Nicola Sturgeon acknowledges that his case in the Supreme Court may fail.

If so, he says it would not be the court’s fault, but Westminster law.

If that happens, he says the SNP will fight one issue in the next general election. “Should Scotland be an independent country?”

The first minister says this will turn the next national election into a “de facto referendum.”

Nicola Sturgeon admits he can not win Supreme Court case (Jane Barlow / PA) / PV archive

– What do the other Scottish parties think?

Scottish Conservatives have said they will not take part in the “rush” poll, saying a “potentially illegal” referendum is a wrong priority for Scotland.

They say this will divert them from problems with the life-threatening crisis և NHS waiting time.

The Scottish Labor Party says the time is wrong because people are still losing their lives because of Covid-19.

The Scottish Liberal Democrats also oppose the prime minister’s plans, but he has the support of the Scottish Green Party, which has two ministers in its government.

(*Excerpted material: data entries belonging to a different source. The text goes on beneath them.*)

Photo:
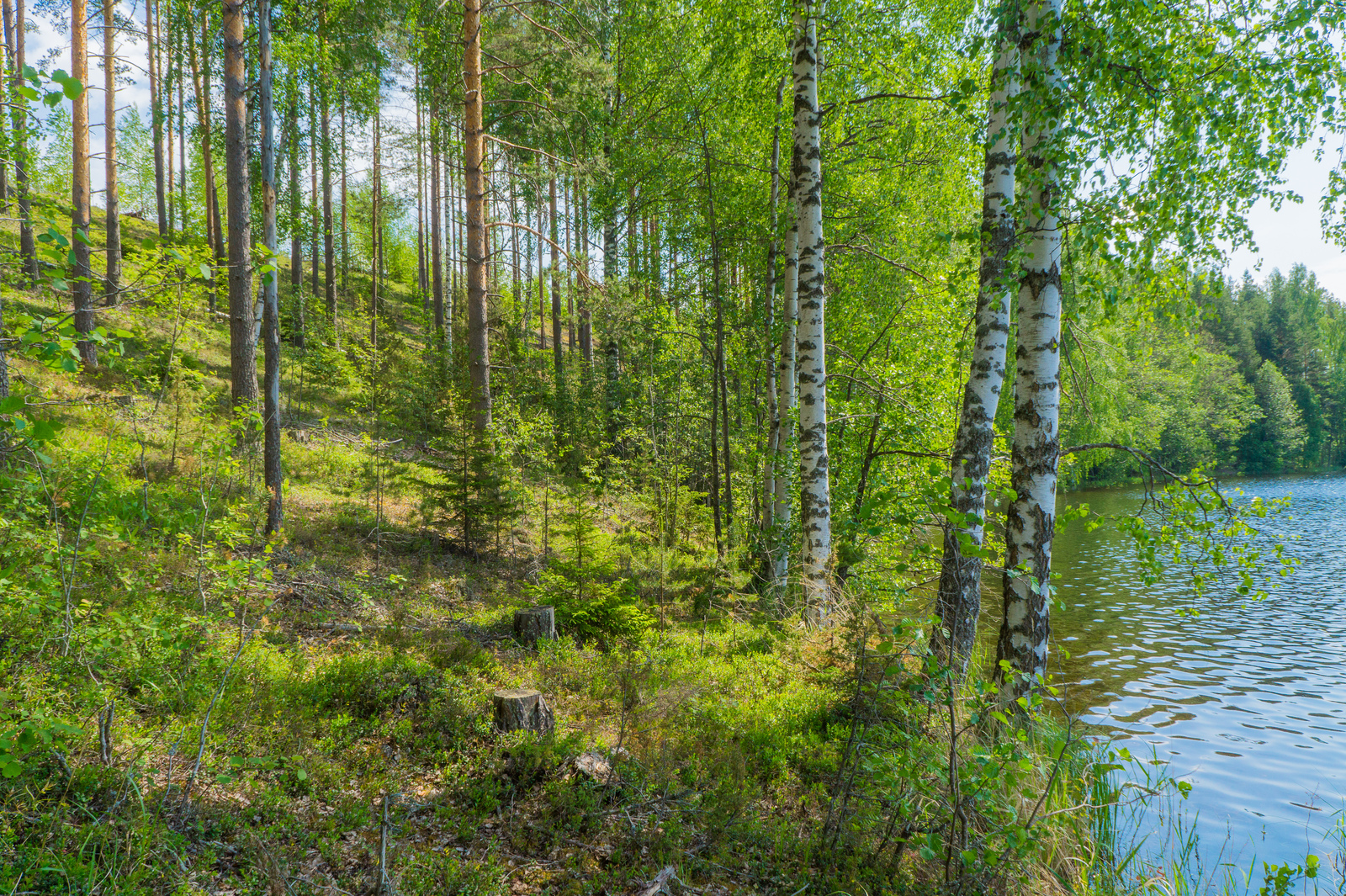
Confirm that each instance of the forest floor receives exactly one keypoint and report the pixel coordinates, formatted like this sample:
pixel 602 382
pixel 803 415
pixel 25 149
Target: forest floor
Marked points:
pixel 310 713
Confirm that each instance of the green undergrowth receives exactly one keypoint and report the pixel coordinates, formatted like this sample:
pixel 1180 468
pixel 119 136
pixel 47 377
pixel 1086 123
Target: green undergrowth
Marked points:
pixel 188 707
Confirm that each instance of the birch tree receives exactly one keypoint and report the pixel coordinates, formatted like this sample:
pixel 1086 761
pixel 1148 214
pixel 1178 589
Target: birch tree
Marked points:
pixel 1030 521
pixel 787 395
pixel 814 502
pixel 773 416
pixel 960 576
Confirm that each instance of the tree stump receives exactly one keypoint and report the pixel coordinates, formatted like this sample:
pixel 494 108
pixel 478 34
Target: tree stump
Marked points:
pixel 533 623
pixel 522 709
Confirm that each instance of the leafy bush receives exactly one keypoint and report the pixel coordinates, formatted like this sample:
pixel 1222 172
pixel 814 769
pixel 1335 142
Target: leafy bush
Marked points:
pixel 596 610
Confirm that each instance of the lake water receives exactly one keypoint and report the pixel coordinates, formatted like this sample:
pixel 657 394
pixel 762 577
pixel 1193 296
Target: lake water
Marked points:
pixel 1247 701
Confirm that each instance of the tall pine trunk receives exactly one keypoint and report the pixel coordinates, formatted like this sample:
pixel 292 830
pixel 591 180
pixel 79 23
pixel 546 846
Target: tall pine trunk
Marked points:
pixel 315 222
pixel 27 245
pixel 81 278
pixel 376 236
pixel 112 278
pixel 345 233
pixel 437 204
pixel 156 116
pixel 474 182
pixel 1031 518
pixel 814 501
pixel 271 299
pixel 201 85
pixel 959 602
pixel 242 348
pixel 296 236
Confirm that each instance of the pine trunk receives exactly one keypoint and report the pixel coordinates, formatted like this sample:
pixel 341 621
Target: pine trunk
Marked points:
pixel 201 87
pixel 814 502
pixel 271 300
pixel 558 359
pixel 296 240
pixel 27 245
pixel 156 117
pixel 242 348
pixel 329 247
pixel 112 278
pixel 437 204
pixel 1031 518
pixel 315 222
pixel 474 146
pixel 81 278
pixel 959 600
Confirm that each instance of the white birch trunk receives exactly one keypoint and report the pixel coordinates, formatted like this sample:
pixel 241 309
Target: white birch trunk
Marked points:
pixel 814 503
pixel 1030 522
pixel 959 600
pixel 787 400
pixel 773 413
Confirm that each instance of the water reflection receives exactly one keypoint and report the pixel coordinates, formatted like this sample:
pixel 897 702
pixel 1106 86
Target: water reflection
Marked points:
pixel 1245 700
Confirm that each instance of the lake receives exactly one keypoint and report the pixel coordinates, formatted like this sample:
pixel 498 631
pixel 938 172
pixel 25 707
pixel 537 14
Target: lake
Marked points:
pixel 1247 701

– What do the polls say? Opinion polls have generally shown that Scots are divided over independence.

A recent IpsosMori survey for STV found that 50% in favor of ‘Yes’, and 50% in favor of removing those who are not.

There are also conflicting opinions about when such a vote should take place.

– What does the British government say?

In recent years, under two different prime ministers, Westminster has rejected calls for another vote.

Both Theresa May and Boris Johnson have said that “now is not the time for a referendum.”

This opinion was responded to after the announcement of the date proposed by the spokesman of the Government of the United Kingdom.

The British government says the constitution is reserved for Westminster, which means that Holyrood cannot vote on its own.